# Encoded request cannot be empty



## santhosh_chen (Sep 23, 2009)

hi,

i am using gwt1.5,struts2,spring and hibernate. and also using the NTLM filter for filtering



i am getting following error.


the problem is IN fire fox it's working very well but in IE am getting the following exception



ERROR org.apache.catalina.core.ContainerBase.[Catalina].[localhost].[/project name] - Exception while dispatching incoming RPC call java.lang.IllegalArgumentException: encodedRequest cannot be empty" .

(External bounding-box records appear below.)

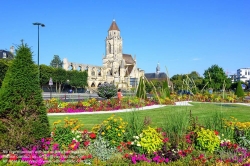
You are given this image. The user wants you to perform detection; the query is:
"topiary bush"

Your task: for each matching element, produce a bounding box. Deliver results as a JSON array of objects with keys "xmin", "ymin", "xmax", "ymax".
[
  {"xmin": 98, "ymin": 83, "xmax": 117, "ymax": 99},
  {"xmin": 0, "ymin": 43, "xmax": 50, "ymax": 151},
  {"xmin": 235, "ymin": 81, "xmax": 244, "ymax": 97}
]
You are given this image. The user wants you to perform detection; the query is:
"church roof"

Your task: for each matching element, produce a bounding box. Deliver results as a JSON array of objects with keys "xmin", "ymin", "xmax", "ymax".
[
  {"xmin": 122, "ymin": 54, "xmax": 135, "ymax": 64},
  {"xmin": 109, "ymin": 20, "xmax": 120, "ymax": 31},
  {"xmin": 145, "ymin": 72, "xmax": 168, "ymax": 79}
]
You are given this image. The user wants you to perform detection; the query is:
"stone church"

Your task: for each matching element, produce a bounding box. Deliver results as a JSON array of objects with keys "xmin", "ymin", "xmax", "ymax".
[{"xmin": 63, "ymin": 20, "xmax": 144, "ymax": 91}]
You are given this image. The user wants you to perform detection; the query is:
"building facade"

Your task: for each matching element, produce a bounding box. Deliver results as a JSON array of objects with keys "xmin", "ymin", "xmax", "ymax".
[{"xmin": 63, "ymin": 20, "xmax": 144, "ymax": 91}]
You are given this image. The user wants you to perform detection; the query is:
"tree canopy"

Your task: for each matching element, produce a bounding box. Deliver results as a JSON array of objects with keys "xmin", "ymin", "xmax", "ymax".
[
  {"xmin": 203, "ymin": 65, "xmax": 231, "ymax": 90},
  {"xmin": 50, "ymin": 55, "xmax": 63, "ymax": 68}
]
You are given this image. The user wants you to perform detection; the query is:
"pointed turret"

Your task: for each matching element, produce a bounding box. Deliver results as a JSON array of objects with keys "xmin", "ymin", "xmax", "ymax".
[{"xmin": 109, "ymin": 20, "xmax": 120, "ymax": 31}]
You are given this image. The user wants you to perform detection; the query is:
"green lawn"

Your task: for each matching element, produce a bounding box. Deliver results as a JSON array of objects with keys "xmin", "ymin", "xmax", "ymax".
[{"xmin": 48, "ymin": 102, "xmax": 250, "ymax": 130}]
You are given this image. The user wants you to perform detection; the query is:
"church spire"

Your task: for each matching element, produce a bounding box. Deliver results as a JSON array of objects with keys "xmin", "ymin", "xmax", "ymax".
[{"xmin": 109, "ymin": 20, "xmax": 120, "ymax": 31}]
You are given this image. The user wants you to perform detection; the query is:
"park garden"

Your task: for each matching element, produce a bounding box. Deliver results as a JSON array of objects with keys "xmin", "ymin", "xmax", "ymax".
[{"xmin": 0, "ymin": 43, "xmax": 250, "ymax": 166}]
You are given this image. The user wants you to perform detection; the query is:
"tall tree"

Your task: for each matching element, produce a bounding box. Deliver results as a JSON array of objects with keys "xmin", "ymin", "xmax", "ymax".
[
  {"xmin": 50, "ymin": 55, "xmax": 63, "ymax": 68},
  {"xmin": 0, "ymin": 43, "xmax": 50, "ymax": 151},
  {"xmin": 0, "ymin": 59, "xmax": 12, "ymax": 88},
  {"xmin": 203, "ymin": 65, "xmax": 231, "ymax": 90}
]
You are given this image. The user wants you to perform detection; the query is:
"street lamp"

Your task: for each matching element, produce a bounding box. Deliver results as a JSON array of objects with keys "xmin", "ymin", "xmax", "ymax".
[{"xmin": 33, "ymin": 22, "xmax": 45, "ymax": 78}]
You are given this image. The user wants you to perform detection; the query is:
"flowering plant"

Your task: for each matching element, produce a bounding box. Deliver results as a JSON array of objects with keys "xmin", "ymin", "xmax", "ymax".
[
  {"xmin": 98, "ymin": 83, "xmax": 117, "ymax": 99},
  {"xmin": 52, "ymin": 117, "xmax": 83, "ymax": 150},
  {"xmin": 196, "ymin": 128, "xmax": 220, "ymax": 152},
  {"xmin": 131, "ymin": 126, "xmax": 164, "ymax": 154}
]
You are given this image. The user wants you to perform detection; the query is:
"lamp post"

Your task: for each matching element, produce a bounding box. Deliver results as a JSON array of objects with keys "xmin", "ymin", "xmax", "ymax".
[{"xmin": 33, "ymin": 22, "xmax": 45, "ymax": 79}]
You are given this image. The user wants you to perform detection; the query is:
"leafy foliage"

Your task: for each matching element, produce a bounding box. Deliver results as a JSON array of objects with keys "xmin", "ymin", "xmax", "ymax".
[
  {"xmin": 196, "ymin": 128, "xmax": 220, "ymax": 153},
  {"xmin": 0, "ymin": 44, "xmax": 49, "ymax": 150},
  {"xmin": 66, "ymin": 70, "xmax": 88, "ymax": 91},
  {"xmin": 203, "ymin": 65, "xmax": 231, "ymax": 90},
  {"xmin": 235, "ymin": 81, "xmax": 244, "ymax": 97},
  {"xmin": 136, "ymin": 77, "xmax": 147, "ymax": 99},
  {"xmin": 88, "ymin": 136, "xmax": 116, "ymax": 161},
  {"xmin": 50, "ymin": 55, "xmax": 63, "ymax": 68},
  {"xmin": 98, "ymin": 83, "xmax": 117, "ymax": 99},
  {"xmin": 93, "ymin": 115, "xmax": 127, "ymax": 147},
  {"xmin": 0, "ymin": 59, "xmax": 12, "ymax": 88}
]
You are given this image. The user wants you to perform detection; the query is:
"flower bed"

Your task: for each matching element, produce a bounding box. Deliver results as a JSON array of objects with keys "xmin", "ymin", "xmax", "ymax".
[
  {"xmin": 45, "ymin": 97, "xmax": 158, "ymax": 113},
  {"xmin": 0, "ymin": 114, "xmax": 250, "ymax": 166}
]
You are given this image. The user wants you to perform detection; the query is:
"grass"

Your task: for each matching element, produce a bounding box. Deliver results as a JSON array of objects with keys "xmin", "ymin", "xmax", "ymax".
[{"xmin": 48, "ymin": 102, "xmax": 250, "ymax": 130}]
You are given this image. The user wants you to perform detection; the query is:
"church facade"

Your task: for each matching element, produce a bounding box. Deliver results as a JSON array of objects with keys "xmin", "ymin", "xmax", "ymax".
[{"xmin": 63, "ymin": 20, "xmax": 144, "ymax": 91}]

tell me idea please Need Help :wave:


----------



## santhosh_chen (Sep 23, 2009)

Hi,

Any updates for this problem am still facing this problem with IE.. here are my stacktrace
<Error> <ServletContext-/PersonalePianoFerie> <vm11sv17> <serverDP1> <[ACTIVE] ExecuteThread: '8' for queue: 'weblogic.kernel.Default (self-tuning)'> <<anonymous>> <> <> <1257246017406> <000000> <Exception while dispatching incoming RPC call
java.lang.IllegalArgumentException: encodedRequest cannot be empty
at com.google.gwt.user.server.rpc.RPC.decodeRequest(RPC.java:226)
at com.google.gwt.user.server.rpc.RPC.decodeRequest(RPC.java:164)
at com.google.gwt.user.server.rpc.RPC.decodeRequest(RPC.java:121)
at com.googlcode.strut2gwtplugin.interceptor.GWTServlet.processCall(GWTServlet.java:86)
at com.google.gwt.user.server.rpc.RemoteServiceServlet.doPost(RemoteServiceServlet.java:86)
at javax.servlet.http.HttpServlet.service(HttpServlet.java:763)
at javax.servlet.http.HttpServlet.service(HttpServlet.java:856)
at com.googlcode.strut2gwtplugin.interceptor.GWTInterceptor.intercept(GWTInterceptor.java:49)
at com.opensymphony.xwork2.DefaultActionInvocation$2.doProfiling(DefaultActionInvocation.java:224)
at com.opensymphony.xwork2.DefaultActionInvocation$2.doProfiling(DefaultActionInvocation.java:223)
at com.opensymphony.xwork2.util.profiling.UtilTimerStack.profile(UtilTimerStack.java:455)
at com.opensymphony.xwork2.DefaultActionInvocation.invoke(DefaultActionInvocation.java:221)
at org.apache.struts2.impl.StrutsActionProxy.execute(StrutsActionProxy.java:50)
at org.apache.struts2.dispatcher.Dispatcher.serviceAction(Dispatcher.java:504)
at org.apache.struts2.dispatcher.FilterDispatcher.doFilter(FilterDispatcher.java:421)
at weblogic.servlet.internal.FilterChainImpl.doFilter(FilterChainImpl.java:42)
at weblogic.servlet.internal.RequestDispatcherImpl.invokeServlet(RequestDispatcherImpl.java:531)
at weblogic.servlet.internal.RequestDispatcherImpl.forward(RequestDispatcherImpl.java:266)
at it.sella.pf.filter.PianoFilter.doFilter(Unknown Source)
at weblogic.servlet.internal.FilterChainImpl.doFilter(FilterChainImpl.java:42)
at weblogic.servlet.internal.WebAppServletContext$ServletInvocationAction.run(WebAppServletContext.java:3242)
at weblogic.security.acl.internal.AuthenticatedSubject.doAs(AuthenticatedSubject.java:321)
at weblogic.security.service.SecurityManager.runAs(SecurityManager.java:121)
at weblogic.servlet.internal.WebAppServletContext.securedExecute(WebAppServletContext.java:2010)
at weblogic.servlet.internal.WebAppServletContext.execute(WebAppServletContext.java:1916)
at weblogic.servlet.internal.ServletRequestImpl.run(ServletRequestImpl.java:1366)
at weblogic.work.ExecuteThread.execute(ExecuteThread.java:209)
at weblogic.work.ExecuteThread.run(ExecuteThread.java:181)>


----------